Some viruses are pathogenic, meaning that they cause disease in the organisms they infect.
A viral disease is any viral infection that harms the host.
Many well-known diseases are caused by viruses, such as influenza, AIDS, chicken pox and glandular fever.
Viruses cause disease by damaging and killing a large number of cells in the host organism.
Disease symptoms can also be caused by an auto-immune response. Inflammation of infected and neighbouring cells occurs due to the organism's immune response.
Some viruses can remain dormant within cells for years, and only cause disease under certain conditions.
The varicella zoster virus, which causes chicken pox, remains dormant in the spinal cord even after the disease is cured. The virus can reactivate and cause the disease shingles.
The human immunodeficiency virus (HIV) is the virus that causes acquired immunodeficiency syndrome (AIDS), leading to the progressive destruction of the immune system.
An estimated 34 million people have contracted HIV since 1980 and around 30 million people have died from AIDS related illnesses.
HIV targets T cells, which are specialised white blood cells with a regulatory role in the immune system.
HIV infection ultimately causes a huge drop in the number of T-cells circulating in the blood stream. When the number of T cells drops below a certain level, the immune system becomes compromised and the person develops AIDS.

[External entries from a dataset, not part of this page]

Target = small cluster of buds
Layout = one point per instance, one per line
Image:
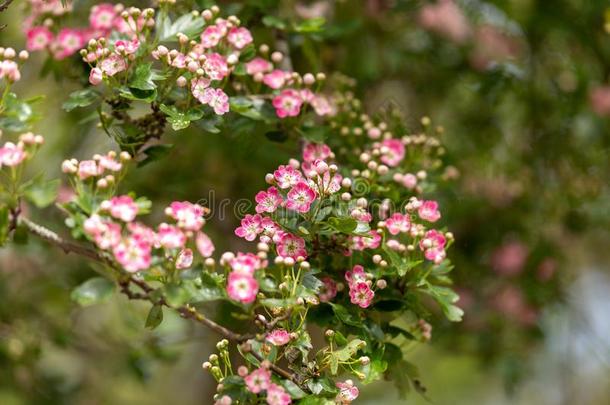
(9, 65)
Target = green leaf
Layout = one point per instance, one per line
(155, 316)
(40, 192)
(344, 225)
(274, 22)
(4, 224)
(143, 78)
(344, 315)
(311, 25)
(445, 297)
(81, 98)
(187, 24)
(93, 291)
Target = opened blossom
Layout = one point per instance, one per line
(188, 216)
(278, 337)
(258, 380)
(133, 254)
(300, 197)
(242, 287)
(287, 176)
(170, 236)
(121, 207)
(292, 246)
(398, 223)
(250, 227)
(428, 211)
(288, 103)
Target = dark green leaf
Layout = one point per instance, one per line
(155, 317)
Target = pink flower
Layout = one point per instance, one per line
(287, 103)
(96, 76)
(429, 211)
(372, 241)
(392, 152)
(361, 294)
(133, 254)
(106, 234)
(276, 395)
(127, 47)
(315, 151)
(11, 155)
(68, 42)
(170, 237)
(215, 66)
(121, 207)
(322, 106)
(275, 79)
(198, 87)
(246, 263)
(184, 259)
(268, 201)
(204, 244)
(113, 64)
(329, 290)
(211, 36)
(258, 380)
(278, 337)
(87, 168)
(433, 245)
(10, 70)
(290, 245)
(398, 223)
(239, 37)
(38, 38)
(102, 16)
(348, 392)
(287, 176)
(142, 232)
(258, 65)
(300, 197)
(356, 275)
(250, 227)
(242, 287)
(217, 99)
(188, 216)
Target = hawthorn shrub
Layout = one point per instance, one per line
(344, 235)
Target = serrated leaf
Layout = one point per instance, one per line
(81, 98)
(155, 317)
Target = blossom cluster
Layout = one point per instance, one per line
(43, 31)
(9, 65)
(112, 224)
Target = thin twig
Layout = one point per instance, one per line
(186, 311)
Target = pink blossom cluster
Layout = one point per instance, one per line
(102, 169)
(360, 291)
(104, 19)
(294, 188)
(9, 64)
(12, 155)
(241, 282)
(113, 228)
(259, 381)
(106, 61)
(348, 392)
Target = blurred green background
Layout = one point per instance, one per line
(520, 89)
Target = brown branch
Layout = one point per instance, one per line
(186, 311)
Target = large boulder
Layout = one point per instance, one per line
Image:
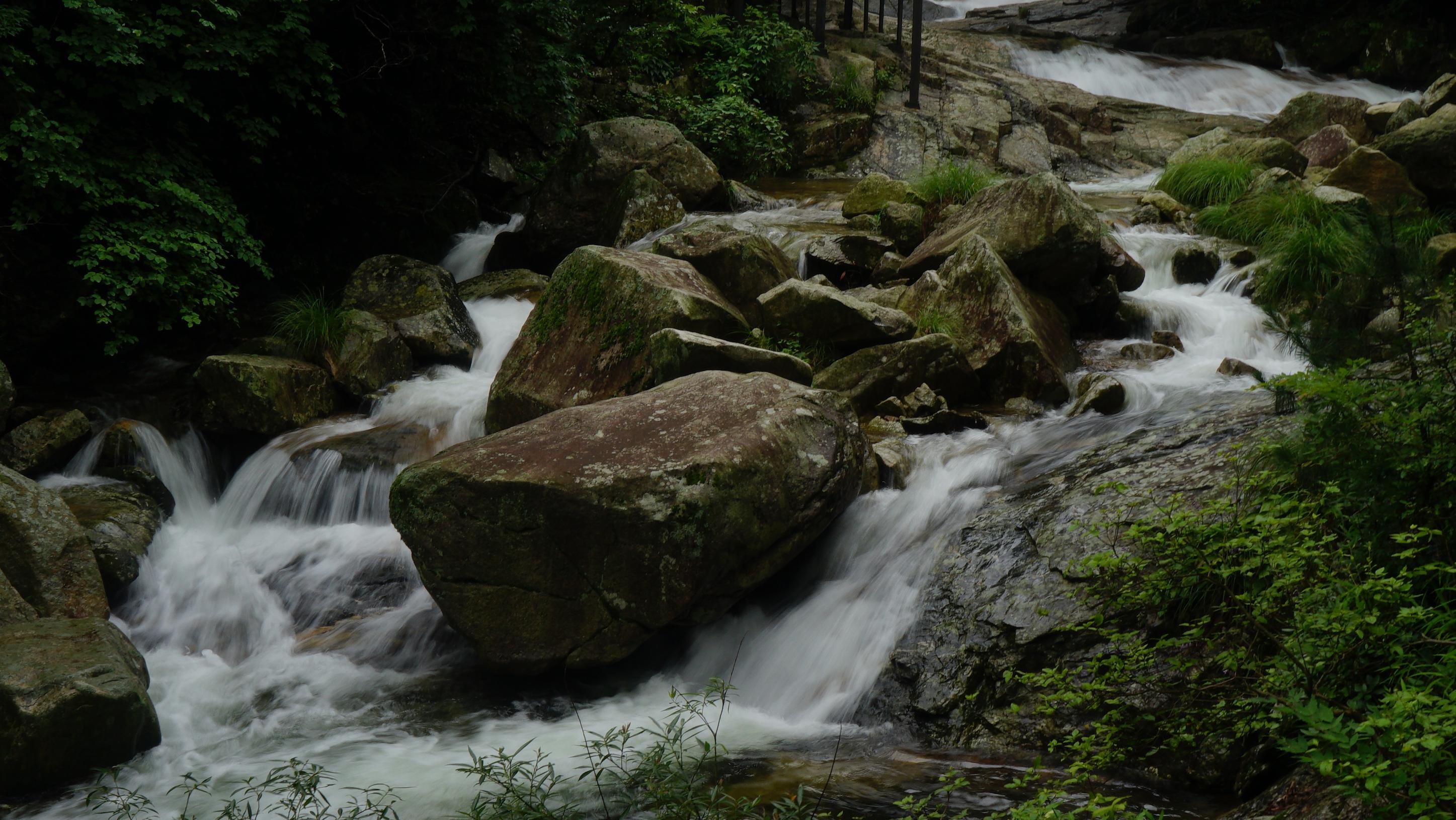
(120, 520)
(1311, 111)
(571, 540)
(1270, 152)
(261, 394)
(872, 375)
(587, 338)
(679, 353)
(743, 266)
(46, 554)
(421, 301)
(46, 442)
(1038, 226)
(515, 283)
(1328, 146)
(573, 204)
(370, 356)
(1427, 149)
(639, 207)
(874, 193)
(1017, 340)
(831, 315)
(1380, 180)
(73, 698)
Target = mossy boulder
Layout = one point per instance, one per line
(1311, 111)
(261, 394)
(44, 553)
(587, 338)
(1380, 180)
(515, 283)
(874, 193)
(1038, 226)
(571, 540)
(573, 206)
(370, 356)
(120, 520)
(829, 315)
(675, 353)
(1017, 340)
(883, 372)
(743, 266)
(1270, 152)
(73, 700)
(639, 207)
(46, 442)
(421, 301)
(1427, 149)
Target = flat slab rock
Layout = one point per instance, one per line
(569, 541)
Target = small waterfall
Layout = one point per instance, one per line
(1206, 87)
(466, 260)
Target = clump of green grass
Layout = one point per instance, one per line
(1204, 183)
(951, 183)
(310, 322)
(848, 94)
(937, 321)
(1311, 244)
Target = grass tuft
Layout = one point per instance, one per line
(951, 183)
(310, 324)
(1204, 183)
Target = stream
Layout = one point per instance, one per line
(242, 577)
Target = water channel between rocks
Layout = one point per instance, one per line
(238, 583)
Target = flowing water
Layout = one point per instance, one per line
(1207, 87)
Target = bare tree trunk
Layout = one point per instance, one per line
(915, 54)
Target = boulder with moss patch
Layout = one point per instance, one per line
(571, 540)
(1017, 341)
(73, 700)
(261, 394)
(421, 301)
(587, 338)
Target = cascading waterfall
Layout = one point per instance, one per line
(1207, 87)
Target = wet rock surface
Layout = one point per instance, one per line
(558, 545)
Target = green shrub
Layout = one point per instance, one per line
(848, 94)
(310, 324)
(1207, 181)
(953, 183)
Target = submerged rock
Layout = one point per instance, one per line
(46, 442)
(263, 394)
(421, 301)
(587, 338)
(571, 540)
(516, 283)
(679, 353)
(44, 553)
(120, 520)
(370, 356)
(1308, 113)
(875, 374)
(73, 698)
(831, 315)
(743, 266)
(1017, 340)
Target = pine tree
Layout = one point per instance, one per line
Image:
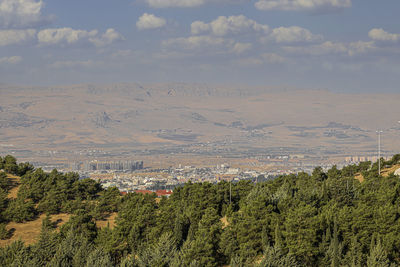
(377, 255)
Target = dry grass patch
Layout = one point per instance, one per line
(359, 177)
(386, 172)
(15, 182)
(109, 221)
(29, 232)
(225, 222)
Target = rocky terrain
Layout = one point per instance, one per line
(196, 118)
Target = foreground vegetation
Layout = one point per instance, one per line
(327, 218)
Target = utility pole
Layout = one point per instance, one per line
(379, 150)
(230, 192)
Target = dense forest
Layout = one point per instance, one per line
(323, 219)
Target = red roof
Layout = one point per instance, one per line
(144, 192)
(163, 193)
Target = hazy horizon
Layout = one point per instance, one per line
(343, 46)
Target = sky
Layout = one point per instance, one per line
(341, 45)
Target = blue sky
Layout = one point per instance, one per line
(341, 45)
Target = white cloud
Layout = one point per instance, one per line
(175, 3)
(21, 13)
(121, 53)
(9, 37)
(75, 63)
(297, 5)
(63, 35)
(150, 21)
(196, 42)
(360, 47)
(70, 36)
(107, 38)
(10, 60)
(331, 48)
(228, 25)
(382, 35)
(293, 34)
(273, 58)
(239, 48)
(326, 48)
(266, 58)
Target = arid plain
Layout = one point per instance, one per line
(177, 119)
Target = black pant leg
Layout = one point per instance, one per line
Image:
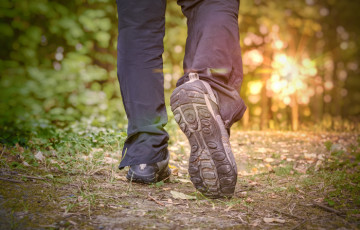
(213, 51)
(141, 29)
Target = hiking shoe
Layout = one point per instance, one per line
(212, 165)
(149, 173)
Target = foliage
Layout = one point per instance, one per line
(58, 67)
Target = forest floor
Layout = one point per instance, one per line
(287, 180)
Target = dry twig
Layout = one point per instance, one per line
(327, 208)
(156, 201)
(288, 214)
(11, 180)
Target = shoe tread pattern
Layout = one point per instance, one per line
(212, 171)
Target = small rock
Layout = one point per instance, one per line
(39, 156)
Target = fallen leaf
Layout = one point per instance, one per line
(271, 220)
(184, 180)
(310, 156)
(182, 196)
(269, 160)
(39, 156)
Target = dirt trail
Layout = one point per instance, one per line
(282, 184)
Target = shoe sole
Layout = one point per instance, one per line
(165, 175)
(212, 166)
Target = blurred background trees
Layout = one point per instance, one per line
(58, 64)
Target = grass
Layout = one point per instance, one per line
(85, 180)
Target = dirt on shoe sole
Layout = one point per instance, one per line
(212, 166)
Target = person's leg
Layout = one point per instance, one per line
(140, 46)
(213, 51)
(206, 101)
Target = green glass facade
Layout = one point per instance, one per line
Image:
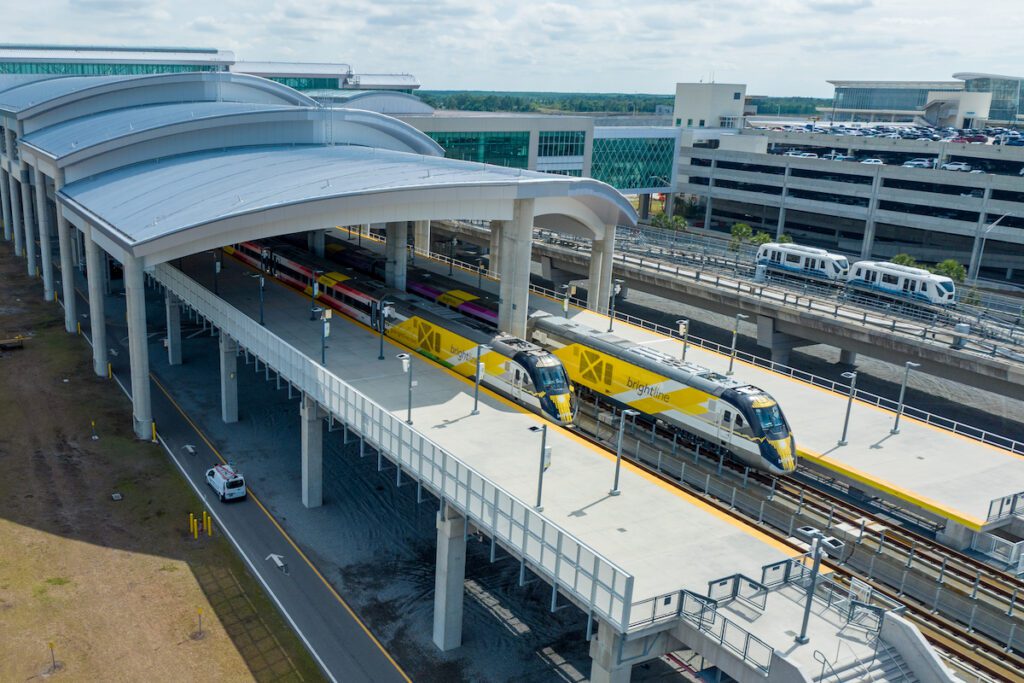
(561, 143)
(502, 148)
(1008, 96)
(92, 69)
(633, 163)
(309, 83)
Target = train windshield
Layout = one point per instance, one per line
(771, 421)
(551, 380)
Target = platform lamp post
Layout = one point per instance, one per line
(849, 403)
(615, 289)
(314, 292)
(384, 310)
(544, 465)
(684, 331)
(480, 369)
(629, 413)
(735, 333)
(902, 392)
(407, 367)
(262, 282)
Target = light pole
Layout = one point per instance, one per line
(407, 367)
(262, 282)
(817, 539)
(619, 447)
(384, 309)
(735, 333)
(981, 251)
(684, 330)
(314, 292)
(544, 465)
(902, 391)
(616, 288)
(479, 374)
(849, 403)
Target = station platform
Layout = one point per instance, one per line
(947, 476)
(648, 529)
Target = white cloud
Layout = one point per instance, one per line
(774, 46)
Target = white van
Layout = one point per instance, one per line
(226, 481)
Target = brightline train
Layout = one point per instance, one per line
(515, 368)
(884, 279)
(716, 410)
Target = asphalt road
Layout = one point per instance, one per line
(343, 646)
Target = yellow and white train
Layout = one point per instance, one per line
(723, 413)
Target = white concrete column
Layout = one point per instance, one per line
(228, 379)
(605, 653)
(97, 316)
(311, 418)
(138, 346)
(44, 236)
(421, 236)
(30, 229)
(495, 254)
(65, 239)
(173, 306)
(517, 244)
(8, 231)
(315, 241)
(394, 267)
(450, 577)
(15, 214)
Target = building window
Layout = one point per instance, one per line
(86, 69)
(633, 163)
(561, 143)
(503, 148)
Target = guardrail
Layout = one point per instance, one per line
(592, 580)
(702, 613)
(954, 426)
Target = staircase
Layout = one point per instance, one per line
(886, 667)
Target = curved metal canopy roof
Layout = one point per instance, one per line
(165, 208)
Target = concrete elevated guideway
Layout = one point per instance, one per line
(654, 537)
(781, 325)
(969, 485)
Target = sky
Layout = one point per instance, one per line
(776, 47)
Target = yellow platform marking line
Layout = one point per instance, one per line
(905, 418)
(690, 498)
(893, 489)
(292, 543)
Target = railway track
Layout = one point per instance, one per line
(968, 648)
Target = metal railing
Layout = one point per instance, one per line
(702, 612)
(595, 582)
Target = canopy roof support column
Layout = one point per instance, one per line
(8, 232)
(44, 235)
(97, 315)
(517, 243)
(30, 237)
(138, 347)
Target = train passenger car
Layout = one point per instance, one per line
(515, 368)
(804, 261)
(722, 412)
(902, 282)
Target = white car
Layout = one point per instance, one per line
(226, 481)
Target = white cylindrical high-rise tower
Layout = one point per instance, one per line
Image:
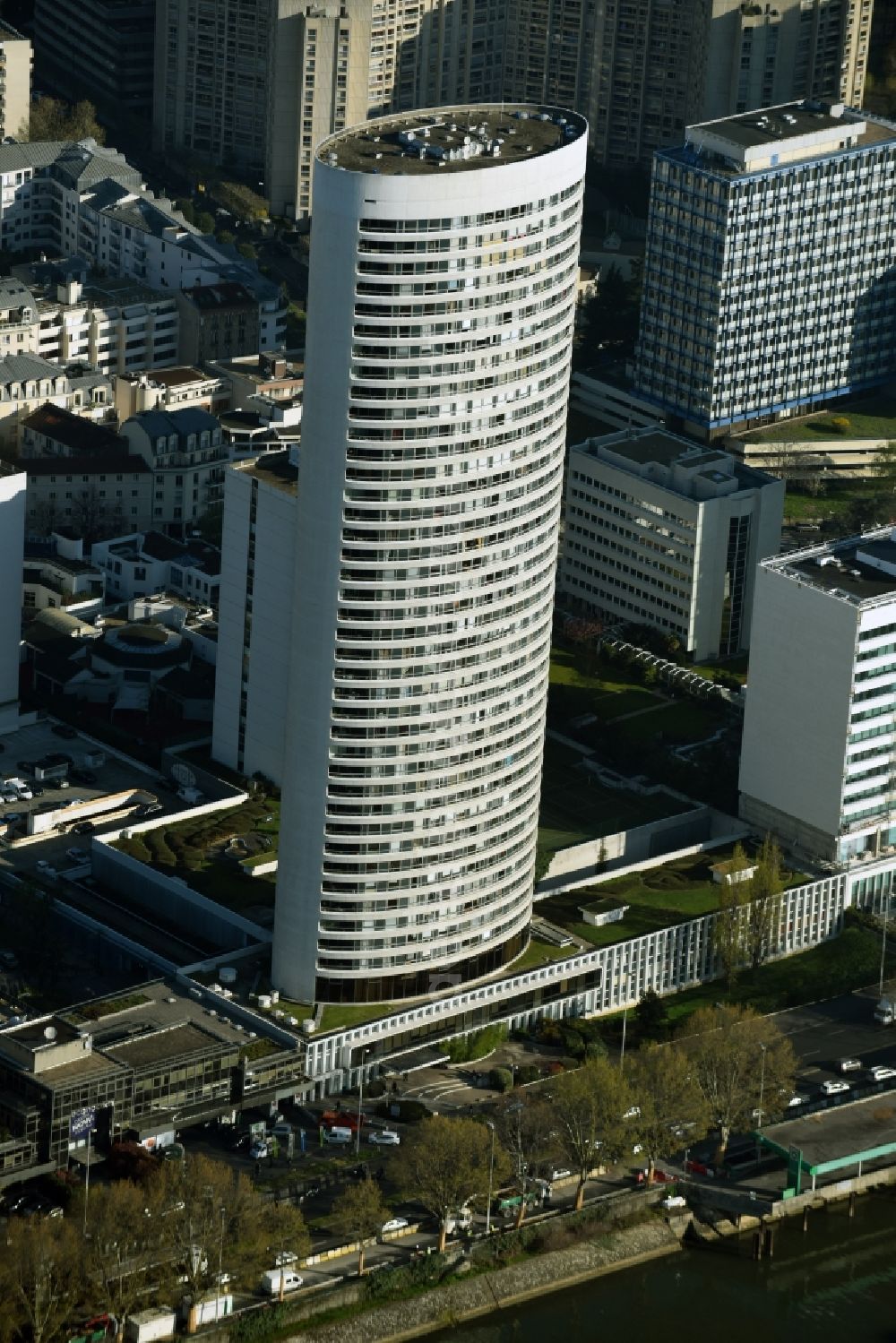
(440, 328)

HIV is a virus that has emerged within the last century. It is thought to have evolved from a virus that infected monkeys to a virus that can infect humans. Emerging viruses are a significant challenge to science and medicine.
HIV has a high mutation rate.
This poses a problem to the body for several reasons:
It makes it very difficult for our body to recognise the HIV antigens (type of glycoprotein) on the cell surface; they change shape regularly making the body unable to build immunity.
The high mutation rate makes it easy for the virus to evolve immunity to drugs.